Stegner and Home
It made sense that I finished this year’s “beach book” just hours before firing up the work computer. It made sense, though it made for less than 40 winks. That’s the way it is — or can be, when the book is good enough.
In this one, it was almost as if I could see Stegner coming into his own as a writer from the beginning of this 562-page saga to the end. The Big Rock Candy Mountain was Stegner’s second published novel and an autobiographical gem that becomes wiser and stronger as the writer (and the characters) mature.

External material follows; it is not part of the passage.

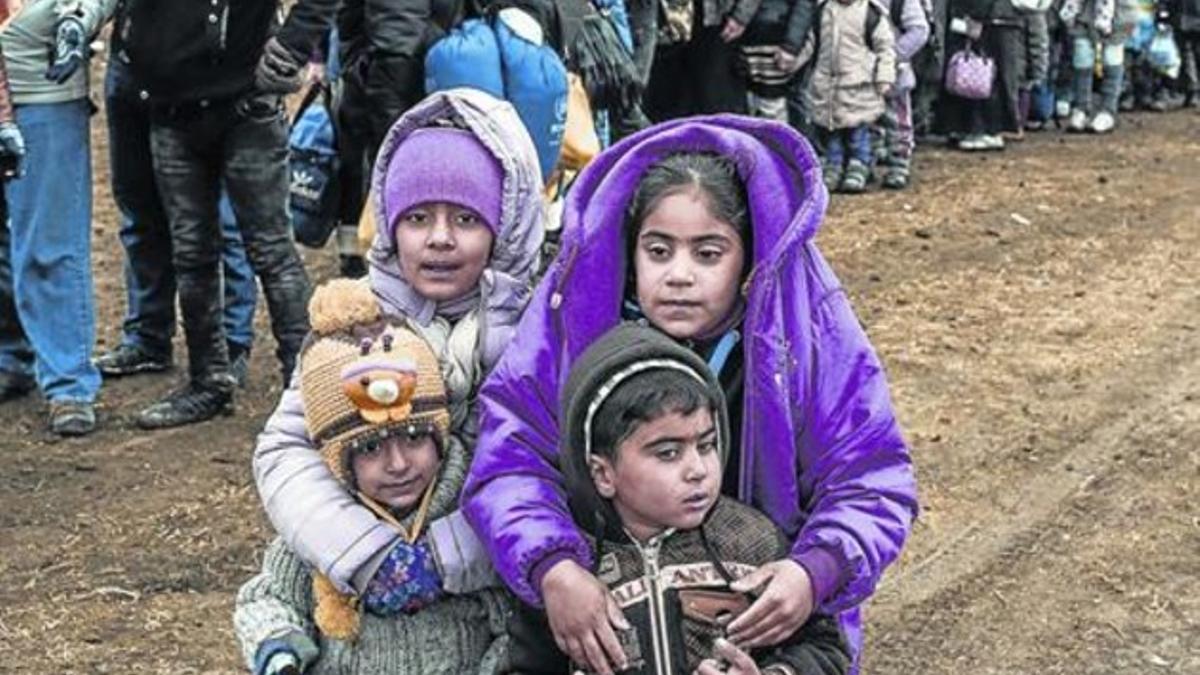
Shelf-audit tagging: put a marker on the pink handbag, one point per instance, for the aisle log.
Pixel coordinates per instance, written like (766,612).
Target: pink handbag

I’ve always loved Stegner’s depiction of the American West, his love for the landscape and the way he grapples with the nature of home. And here I could see this in full flower:
It was a grand country, a country to lift the blood, and he was going home across its wind-kissed miles with the sun on him and the cornfields steaming under the first summer heat and the first bugs immolating themselves against his windshield. But going home where? he said. Where do I belong in this?

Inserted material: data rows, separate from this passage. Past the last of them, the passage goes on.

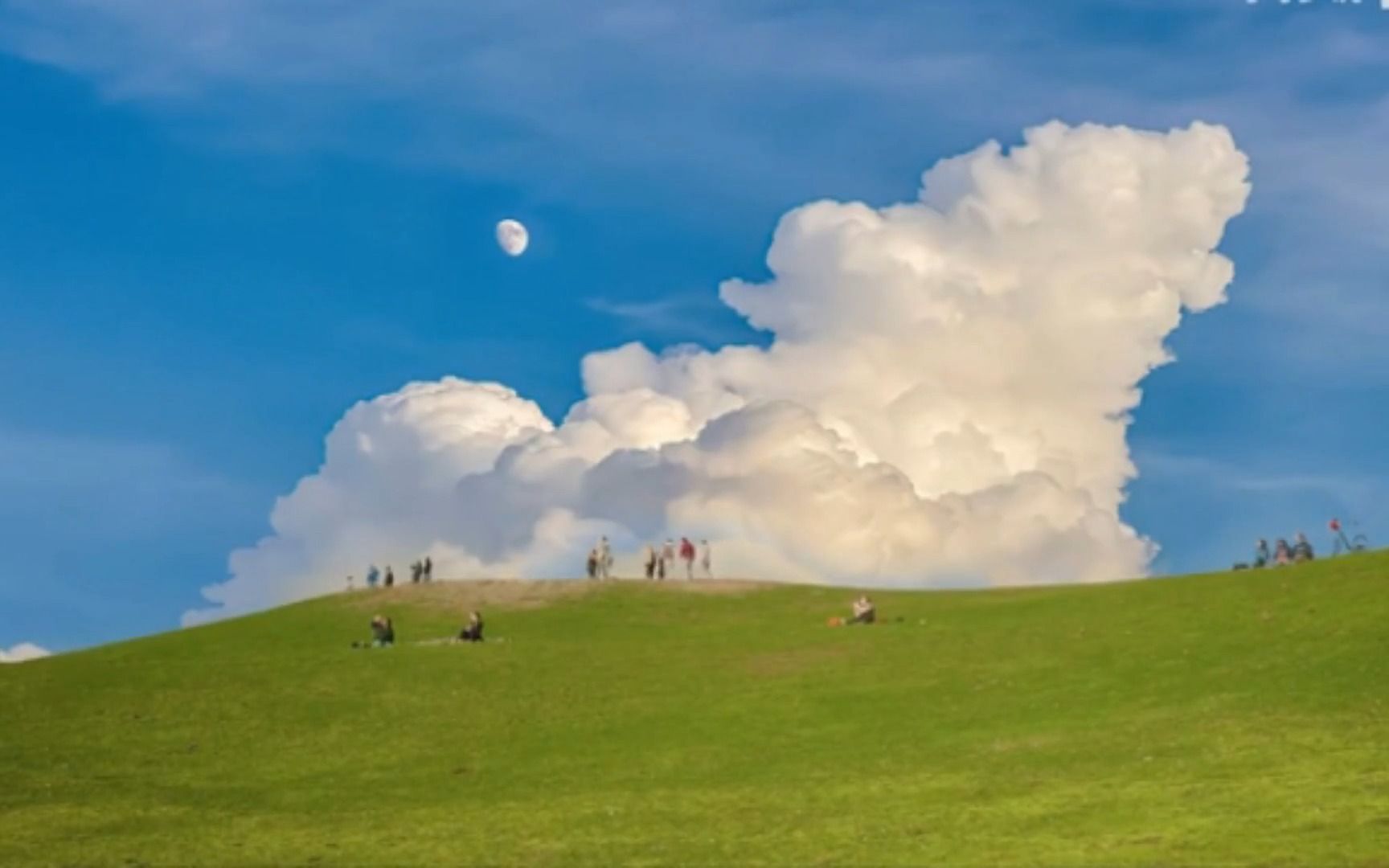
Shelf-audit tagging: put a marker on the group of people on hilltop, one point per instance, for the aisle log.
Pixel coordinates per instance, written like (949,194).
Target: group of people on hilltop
(420,571)
(1301,549)
(383,633)
(1282,553)
(658,561)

…Where is home? he said. It isn’t where your family comes from, and it isn’t where you were born, unless you have been lucky enough to live in one place all your life. Home is where you hang your hat. (He had never owned a hat.) Or home is where you spent your childhood, the good years when waking every morning was an excitement, when the round of the day could always produce something to fill your mind, tear your emotions, excite your wonder or awe or delight. Is home that, or is it the place where the people you love live, or the place where you have buried your dead, or the place where you want to be buried yourself?
…To have that rush of sentimental loyalty at the sound of a name, to love and know a single place … Those were the things that not only his family, but thousands of Americans had missed. The whole nation had been footloose too long, Heaven had been just over the next range for too many generations.